PHOENIX (Reuters) - Arizona, long at odds with Washington over immigration policy, plans to require voters to show proof of citizenship to vote in state polls, even after it lost a high court battle to demand such documentation for federal elections.
The U.S. Supreme Court voted 7-2 in June to strike down a voter-registration law designed to stop illegal immigrants from casting ballots in the state, which borders Mexico and has been at the heart of the U.S. national battle over immigration.
The law had required would-be voters to show proof of citizenship both when registering to vote and when casting a ballot, but the court ruled that the measure was trumped by federal law.
On Monday, Arizona Attorney General Tom Horne spelled out the new policy in an opinion issued in response to a request from Secretary of State Ken Bennett, seeking clarification in light of the top court’s ruling.
“Those who registered to vote using the federal form, which does not require evidence of citizenship, should not vote in state elections or sign petitions,” Horne, a Republican, concluded in the 16-page opinion.
But he said the rules outlined in the Arizona voter registration measure, Proposition 200, were still valid for local elections.
“Persons seeking to register to vote must comply with Proposition 200’s evidence of citizenship requirement in order to become ... eligible to vote in state and local elections and to sign candidates, initiative, referendum or recall petitions,” he added.

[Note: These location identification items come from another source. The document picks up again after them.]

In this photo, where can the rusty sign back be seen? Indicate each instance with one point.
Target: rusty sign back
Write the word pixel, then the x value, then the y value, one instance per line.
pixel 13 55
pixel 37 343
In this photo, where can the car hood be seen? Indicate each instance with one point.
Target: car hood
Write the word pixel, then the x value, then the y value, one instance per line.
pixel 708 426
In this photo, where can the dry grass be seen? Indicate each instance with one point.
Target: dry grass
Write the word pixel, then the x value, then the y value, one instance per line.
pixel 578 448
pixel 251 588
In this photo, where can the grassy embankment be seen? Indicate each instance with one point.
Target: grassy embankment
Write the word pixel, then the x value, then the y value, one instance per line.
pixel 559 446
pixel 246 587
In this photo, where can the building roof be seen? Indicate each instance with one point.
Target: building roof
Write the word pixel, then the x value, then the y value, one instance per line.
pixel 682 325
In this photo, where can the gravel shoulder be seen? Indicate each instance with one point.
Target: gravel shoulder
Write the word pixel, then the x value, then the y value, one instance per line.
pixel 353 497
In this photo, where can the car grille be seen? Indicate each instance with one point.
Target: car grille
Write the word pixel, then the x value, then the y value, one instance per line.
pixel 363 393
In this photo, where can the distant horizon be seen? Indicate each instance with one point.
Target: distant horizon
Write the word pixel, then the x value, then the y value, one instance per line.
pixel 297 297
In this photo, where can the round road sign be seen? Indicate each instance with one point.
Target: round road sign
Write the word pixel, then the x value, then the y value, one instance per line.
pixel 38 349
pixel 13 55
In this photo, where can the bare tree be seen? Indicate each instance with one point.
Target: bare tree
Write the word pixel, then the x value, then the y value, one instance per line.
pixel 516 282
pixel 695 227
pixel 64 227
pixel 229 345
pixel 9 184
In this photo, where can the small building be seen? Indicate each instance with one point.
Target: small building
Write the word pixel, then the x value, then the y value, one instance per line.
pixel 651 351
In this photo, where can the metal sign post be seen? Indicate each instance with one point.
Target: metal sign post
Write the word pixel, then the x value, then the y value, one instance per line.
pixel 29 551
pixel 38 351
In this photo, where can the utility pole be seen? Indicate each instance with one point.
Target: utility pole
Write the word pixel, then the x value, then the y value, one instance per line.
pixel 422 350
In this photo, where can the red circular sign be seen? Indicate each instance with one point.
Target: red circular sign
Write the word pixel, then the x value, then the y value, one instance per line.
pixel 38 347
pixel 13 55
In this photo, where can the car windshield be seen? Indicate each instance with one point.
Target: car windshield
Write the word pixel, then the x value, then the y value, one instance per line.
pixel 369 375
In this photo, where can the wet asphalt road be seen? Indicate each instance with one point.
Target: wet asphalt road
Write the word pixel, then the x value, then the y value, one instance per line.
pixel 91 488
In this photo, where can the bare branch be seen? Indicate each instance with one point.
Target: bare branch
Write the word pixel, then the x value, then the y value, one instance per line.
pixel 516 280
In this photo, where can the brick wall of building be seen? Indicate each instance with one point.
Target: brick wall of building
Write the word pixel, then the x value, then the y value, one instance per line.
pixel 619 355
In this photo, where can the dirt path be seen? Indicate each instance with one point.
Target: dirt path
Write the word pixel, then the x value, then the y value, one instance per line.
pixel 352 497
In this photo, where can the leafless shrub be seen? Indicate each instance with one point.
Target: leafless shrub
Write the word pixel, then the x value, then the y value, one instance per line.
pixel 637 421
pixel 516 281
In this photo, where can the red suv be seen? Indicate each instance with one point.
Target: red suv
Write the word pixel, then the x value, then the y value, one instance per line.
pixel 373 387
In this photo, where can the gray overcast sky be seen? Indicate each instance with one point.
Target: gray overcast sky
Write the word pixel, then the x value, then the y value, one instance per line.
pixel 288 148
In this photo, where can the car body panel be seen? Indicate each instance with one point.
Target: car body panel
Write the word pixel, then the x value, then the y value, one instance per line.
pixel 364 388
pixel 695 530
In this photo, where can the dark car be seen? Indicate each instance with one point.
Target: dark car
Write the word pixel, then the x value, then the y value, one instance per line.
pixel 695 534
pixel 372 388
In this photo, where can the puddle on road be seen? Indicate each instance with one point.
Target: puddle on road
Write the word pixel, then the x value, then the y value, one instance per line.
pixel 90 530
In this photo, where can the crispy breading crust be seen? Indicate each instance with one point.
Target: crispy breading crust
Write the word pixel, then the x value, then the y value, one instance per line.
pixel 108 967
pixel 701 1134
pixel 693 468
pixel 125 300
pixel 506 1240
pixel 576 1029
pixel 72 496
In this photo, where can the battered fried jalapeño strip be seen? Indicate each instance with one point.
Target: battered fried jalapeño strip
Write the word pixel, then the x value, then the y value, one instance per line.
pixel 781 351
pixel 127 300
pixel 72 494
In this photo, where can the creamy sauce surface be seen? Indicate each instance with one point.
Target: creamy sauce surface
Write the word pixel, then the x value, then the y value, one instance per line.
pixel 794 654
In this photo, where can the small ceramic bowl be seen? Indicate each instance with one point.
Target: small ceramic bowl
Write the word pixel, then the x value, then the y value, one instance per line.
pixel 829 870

Arizona’s Republican leadership has taken a tough stance on illegal immigration. In 2010, Governor Jan Brewer signed a state law requiring police to question about their immigration status people that they stop and suspect of being in the country illegally.
Backers of Proposition 200, passed by voters in 2004, said the law was needed to fight voter fraud, although opponents said it unfairly deterred Latinos and Native Americans from registering to vote, as they sometimes struggled to come up with the required citizenship proofs.
State Democrats, who countered that Republicans who championed the measures aimed to make it harder for minority voters who tend to vote Democratic to cast ballots, said Horne’s opinion tested “absurdity and vindictiveness.”
“By recommending a two-track voting system, Horne will be creating a group of second-class voters in Arizona,” DJ Quinlan, the executive director of the Arizona Democratic Party, said in a statement.
“This will also create another confusing layer of bureaucracy to our voting system and potentially cost Arizona taxpayers millions of dollars.”
The only federal offices that will appear on Arizona ballots next year will be seats in the U.S. House of Representatives in the midterm congressional elections.